As recently as three months ago the EPA issued guidance to state and local governments indicating that, due to political reasons, they would not be able to enforce part of the SDWA. Instead, state and local governments should take their own measures to promote the localized implementation of best practices.
A Path Forward
At RSA earlier this month, this specific topic came up. We continue to hear that public/private partnership is one of the primary mechanisms necessary to enable drinking water utilities to have the resources to implement these best practice controls. There are specific software solutions which can be utilized but they frequently require the computer networks of these systems to be, if not redesigned, at least modified and those modifications are costly. In addition, the utilities don’t have the technical expertise necessary to undertake a project of that scale and outside resources are expensive.

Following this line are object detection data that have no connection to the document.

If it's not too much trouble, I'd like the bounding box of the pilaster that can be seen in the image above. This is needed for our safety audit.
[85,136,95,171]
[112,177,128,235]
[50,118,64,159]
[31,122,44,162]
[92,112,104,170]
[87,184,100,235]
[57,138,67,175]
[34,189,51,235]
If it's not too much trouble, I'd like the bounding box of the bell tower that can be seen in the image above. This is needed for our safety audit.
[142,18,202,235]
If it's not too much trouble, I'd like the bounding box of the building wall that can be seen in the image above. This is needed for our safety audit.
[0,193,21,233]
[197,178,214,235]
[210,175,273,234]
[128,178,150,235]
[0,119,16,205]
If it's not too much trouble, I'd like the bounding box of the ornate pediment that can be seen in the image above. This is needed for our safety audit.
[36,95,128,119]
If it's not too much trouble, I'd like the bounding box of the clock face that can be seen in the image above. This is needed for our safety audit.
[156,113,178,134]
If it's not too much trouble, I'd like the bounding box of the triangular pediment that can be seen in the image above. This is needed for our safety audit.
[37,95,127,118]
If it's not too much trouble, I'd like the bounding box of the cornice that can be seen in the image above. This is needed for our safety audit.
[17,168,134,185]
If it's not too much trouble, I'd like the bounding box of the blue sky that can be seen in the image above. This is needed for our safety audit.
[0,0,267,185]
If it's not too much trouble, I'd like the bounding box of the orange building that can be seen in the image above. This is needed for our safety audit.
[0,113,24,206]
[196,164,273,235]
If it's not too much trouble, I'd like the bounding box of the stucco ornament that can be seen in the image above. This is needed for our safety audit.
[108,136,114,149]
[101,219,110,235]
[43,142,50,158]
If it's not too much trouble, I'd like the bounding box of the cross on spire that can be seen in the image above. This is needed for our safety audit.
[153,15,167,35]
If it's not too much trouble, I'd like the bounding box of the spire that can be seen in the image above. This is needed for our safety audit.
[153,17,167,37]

There are some specific typical procedures which can be modified without significant costs. These include:
- Moving from shared resource accounts to role-based access control
- Making modifications to both procedure and technical mechanisms for secure remote access
- Implementing the concept of least privilege
- Implementing a visibility solution
- Making specific and active procurement decisions around hardware and software
In addition, these utilities should be partnering with firms who can provide them the specific expertise that they lack if that is a necessity. This is a “better together” story, particularly under the guise of engaging in real-time monitoring to establish a baseline of what is normal activity in the environment so that threats can be identified quickly. I gave a talk about this topic at the RSA conference, and you can listen to this podcast with the Security Ledger where I delve into this better together story and how DirectDefense can assist water utilities. These utilities need help from firms that specialize in OT cybersecurity and engineering firms and SCADA system integrators that can help with the other foundational changes necessary.
At DirectDefense, we offer real-time monitoring of IoT and OT environments by leveraging platforms such as Claroty and SCADAfence. These platforms provide the required visibility and protection and with our 24×7 SOC managing those alerts in partnership with our Connected Systems team, customers can elevate their security posture and increase their cyber resiliency.
Myself and my colleague Jacques Brados, co-contributor of the Operational Guide to AWWA Standard J100 Risk & Resilience Management of Water & Wastewater Systems and lead author of its Cybersecurity section, continue to work with AWWA and a number of engineering firms and integrators to make progress in this space in an attempt to improve cybersecurity hygiene for water and wastewater utilities.